The agency projects that total national advertising budgets next year will jump 5.9 percent to $195.6 billion, exceeding the country’s nominal GDP in growth. All other media, including television, radio, magazines, newspapers and yellow pages, will perform lower than Internet marketing and direct mail.
“Traditional advertising has been sharply curtailed, and the only major traditional medium showing strong growth has been direct mail, which is probably the only medium to clearly provide short-term accountability measures,” said Robert J. Coen, senior vice president and director of forecasting at Universal McCann, New York.
The remarks and figures appeared in Mr. Coen’s Insider’s Report for Universal McCann clients. Click here for a chart of the figures. Universal McCann is the global media services unit of Interpublic Group of Companies Inc.’s McCann Worldgroup.
Delayed spending by large national marketers should help budgets finally edge up in 2007, Mr. Coen said. But he had words of caution.
“The demand for advertising by the presently beleaguered local marketers is not likely to improve much in 2007 unless the economy turns out to be much better than presently expected,” he said.

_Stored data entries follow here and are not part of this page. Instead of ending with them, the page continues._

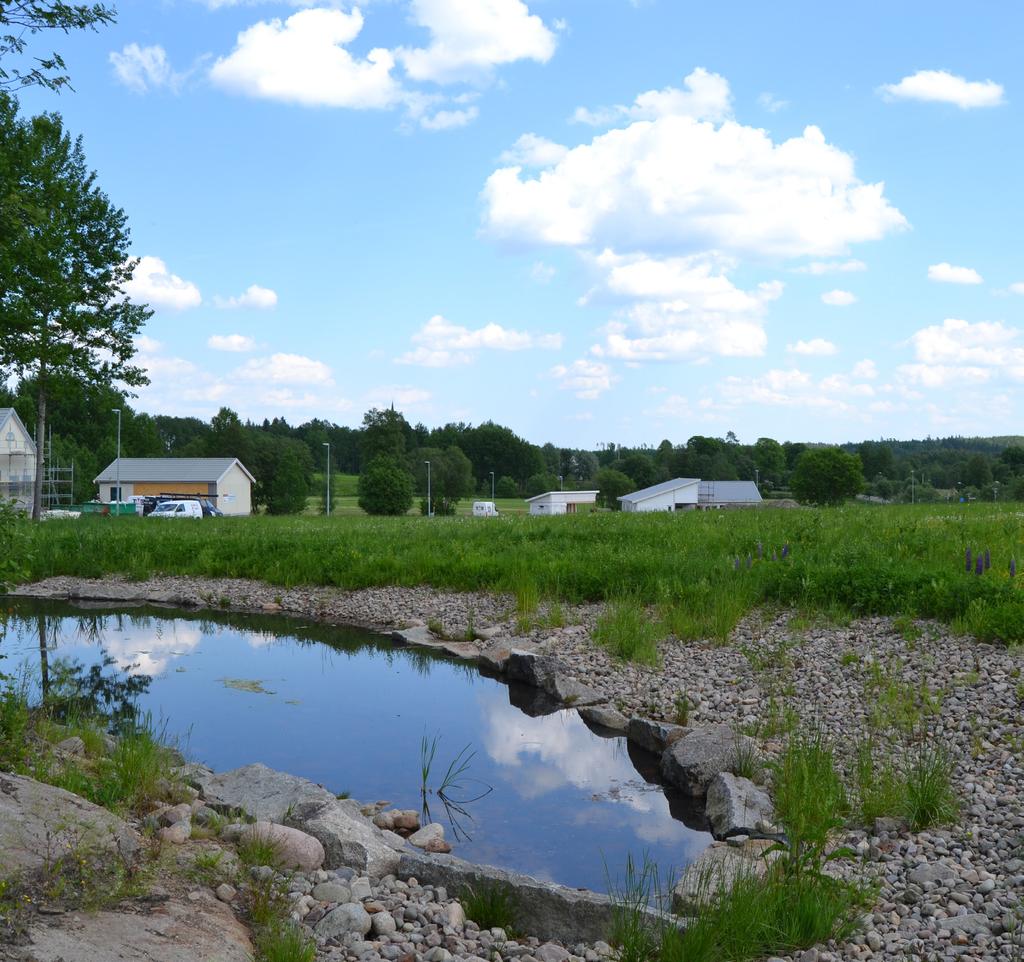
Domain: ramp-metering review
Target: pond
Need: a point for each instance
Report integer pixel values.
(343, 707)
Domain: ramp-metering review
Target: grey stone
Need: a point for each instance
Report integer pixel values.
(543, 909)
(604, 716)
(736, 804)
(654, 736)
(196, 930)
(40, 824)
(259, 791)
(333, 892)
(348, 918)
(692, 762)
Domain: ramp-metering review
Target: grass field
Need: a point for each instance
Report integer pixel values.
(701, 570)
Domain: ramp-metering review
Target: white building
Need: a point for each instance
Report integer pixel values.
(560, 502)
(17, 460)
(678, 495)
(225, 482)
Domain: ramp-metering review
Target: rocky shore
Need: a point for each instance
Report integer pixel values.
(946, 893)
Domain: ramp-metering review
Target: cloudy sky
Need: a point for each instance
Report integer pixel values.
(592, 220)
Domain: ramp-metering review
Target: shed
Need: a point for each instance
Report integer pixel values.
(728, 495)
(678, 495)
(560, 502)
(226, 482)
(17, 460)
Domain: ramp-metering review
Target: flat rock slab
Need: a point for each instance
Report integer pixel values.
(175, 931)
(260, 791)
(40, 823)
(542, 909)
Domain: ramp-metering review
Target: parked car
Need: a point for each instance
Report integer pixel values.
(177, 509)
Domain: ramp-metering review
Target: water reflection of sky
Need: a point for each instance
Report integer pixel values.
(350, 715)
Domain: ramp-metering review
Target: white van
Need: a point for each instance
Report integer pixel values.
(177, 509)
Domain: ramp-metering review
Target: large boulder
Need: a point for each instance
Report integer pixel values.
(347, 836)
(39, 824)
(259, 791)
(543, 909)
(735, 805)
(692, 762)
(197, 930)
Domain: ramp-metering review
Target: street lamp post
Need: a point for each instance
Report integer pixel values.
(117, 411)
(327, 445)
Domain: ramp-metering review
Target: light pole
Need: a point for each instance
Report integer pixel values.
(327, 445)
(117, 411)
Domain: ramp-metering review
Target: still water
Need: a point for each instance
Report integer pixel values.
(344, 708)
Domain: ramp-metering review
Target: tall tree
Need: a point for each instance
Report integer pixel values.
(20, 19)
(64, 264)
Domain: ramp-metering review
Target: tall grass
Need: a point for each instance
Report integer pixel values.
(851, 560)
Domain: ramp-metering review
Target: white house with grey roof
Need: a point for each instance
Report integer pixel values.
(225, 482)
(17, 460)
(689, 494)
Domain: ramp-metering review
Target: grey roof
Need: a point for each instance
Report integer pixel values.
(10, 412)
(662, 489)
(169, 469)
(729, 493)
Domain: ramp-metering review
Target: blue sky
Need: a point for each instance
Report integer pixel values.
(593, 220)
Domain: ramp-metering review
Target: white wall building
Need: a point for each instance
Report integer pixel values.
(561, 502)
(225, 482)
(17, 459)
(678, 495)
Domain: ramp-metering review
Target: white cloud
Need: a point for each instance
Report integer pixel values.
(706, 96)
(676, 182)
(839, 298)
(286, 369)
(238, 343)
(771, 103)
(947, 274)
(683, 307)
(442, 344)
(303, 60)
(588, 379)
(816, 347)
(469, 38)
(153, 284)
(534, 151)
(260, 298)
(450, 120)
(141, 69)
(818, 267)
(941, 86)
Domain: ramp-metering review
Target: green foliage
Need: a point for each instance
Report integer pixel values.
(491, 905)
(826, 476)
(385, 488)
(628, 631)
(611, 485)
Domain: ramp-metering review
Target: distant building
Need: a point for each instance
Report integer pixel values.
(226, 482)
(689, 494)
(17, 460)
(560, 502)
(678, 495)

The report said advertising’s role in the U.S. economy has slid since 2000, when its share of the sales process was over-expanded.
“In recent years, marketers have exerted extreme pressure on all parts of their marketing budgets, and they have intensified their efforts to try to get some accountability or ROI evidence for all outlays,” Mr. Coen said.
An expansive economy is not expected in 2007, the report said. This year benefited from the Winter Olympics and political spending. But most marketers are in good financial condition, the report said, with their stock prices above their 2000 highs.
“Budget reductions for traditional advertising aimed at long-term efforts to maintain and build favorable consumer attitudes towards brands could begin to reappear in 2007,” Mr. Coen said. “Better-than-might-be-expected ad growth could begin in 2007, but it most likely will be delayed until 2008.”